Should policymakers be worried about the continued surge in underlying price increases?
Japan’s headline inflation reached a four-decade high in February as the economic recovery continued amid supportive monetary and fiscal policies and a surge in tourism. While lower energy prices reduced inflation in recent months, underlying momentum in core prices, which exclude fresh food and energy, has also strengthened further, reaching a four-decade high of 4.1 percent in April.
Rapid price gains are rarely desirable, but Japan is an exception after bouts of deflation since the late 1980s and early 1990s. Now, there are three reasons for hope that the world’s third-largest economy is at a turning point and that the Bank of Japan may finally be able to sustain inflation around its 2 percent target:
While inflation was initially triggered by the global energy and supply-chain crisis rather than strong underlying demand, there are increasing signs that price pressures are proving to be broader and more durable.
The annual ‘shunto’ negotiations between labor unions and major companies signal agreement on larger-than-expected wage gains that better keep up with rising prices.
Business surveys show a sustained increase in inflation expectations, which is likely to influence corporate price-setting.

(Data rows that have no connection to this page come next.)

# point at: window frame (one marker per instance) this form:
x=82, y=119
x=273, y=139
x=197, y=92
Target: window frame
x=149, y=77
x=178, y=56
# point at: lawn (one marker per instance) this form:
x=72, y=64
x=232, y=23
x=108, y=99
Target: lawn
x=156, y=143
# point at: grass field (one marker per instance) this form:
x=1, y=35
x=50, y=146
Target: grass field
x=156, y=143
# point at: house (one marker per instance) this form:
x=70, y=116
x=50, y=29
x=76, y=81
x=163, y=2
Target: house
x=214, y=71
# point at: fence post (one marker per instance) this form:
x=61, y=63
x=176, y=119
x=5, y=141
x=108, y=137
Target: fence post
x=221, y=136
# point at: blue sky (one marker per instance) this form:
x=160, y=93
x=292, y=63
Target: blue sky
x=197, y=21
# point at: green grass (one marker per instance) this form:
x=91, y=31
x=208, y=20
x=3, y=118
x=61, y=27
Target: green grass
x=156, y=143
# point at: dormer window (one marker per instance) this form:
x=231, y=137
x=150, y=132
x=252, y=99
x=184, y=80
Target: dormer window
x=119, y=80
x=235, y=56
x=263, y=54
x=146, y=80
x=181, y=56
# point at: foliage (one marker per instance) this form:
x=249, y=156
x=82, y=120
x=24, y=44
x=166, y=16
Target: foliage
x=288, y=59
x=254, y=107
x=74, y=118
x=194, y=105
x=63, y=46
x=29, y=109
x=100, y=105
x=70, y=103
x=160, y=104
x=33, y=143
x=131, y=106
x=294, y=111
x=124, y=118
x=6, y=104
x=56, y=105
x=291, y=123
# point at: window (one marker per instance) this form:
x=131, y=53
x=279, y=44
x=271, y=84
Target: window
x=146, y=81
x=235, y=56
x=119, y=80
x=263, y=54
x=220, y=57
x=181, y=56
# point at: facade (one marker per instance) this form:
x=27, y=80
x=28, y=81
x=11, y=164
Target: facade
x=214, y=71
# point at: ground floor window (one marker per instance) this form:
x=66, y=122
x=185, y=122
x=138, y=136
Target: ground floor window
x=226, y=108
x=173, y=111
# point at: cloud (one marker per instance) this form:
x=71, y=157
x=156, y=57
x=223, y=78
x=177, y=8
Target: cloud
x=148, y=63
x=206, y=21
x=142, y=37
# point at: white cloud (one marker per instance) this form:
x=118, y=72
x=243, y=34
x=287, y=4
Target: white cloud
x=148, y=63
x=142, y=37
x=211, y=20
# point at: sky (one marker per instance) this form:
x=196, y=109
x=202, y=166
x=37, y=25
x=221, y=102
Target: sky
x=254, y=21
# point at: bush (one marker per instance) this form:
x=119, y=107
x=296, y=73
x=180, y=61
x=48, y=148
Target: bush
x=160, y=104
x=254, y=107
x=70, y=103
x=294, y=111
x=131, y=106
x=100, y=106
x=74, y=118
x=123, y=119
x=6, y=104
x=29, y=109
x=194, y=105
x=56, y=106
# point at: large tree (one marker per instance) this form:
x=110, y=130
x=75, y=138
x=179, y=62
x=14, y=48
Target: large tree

These factors, however, are accompanied by important caveats, which would make it difficult to sustain this inflation. The expected wage boost may not be enough as small and medium-sized enterprises that employ more than 70 percent of workers are less profitable and may not be able to afford sufficiently large pay increases.

In addition, a weakening of the global economy could strengthen the yen, making exports less competitive and potentially returning Japan to low inflation or deflation. And household surveys indicate inflation expectations remain well below 2 percent. In our latest staff report, we project inflation to remain above the 2 percent target until the end of next year, driven by the continued surge in tourism and delayed effects of yen depreciation.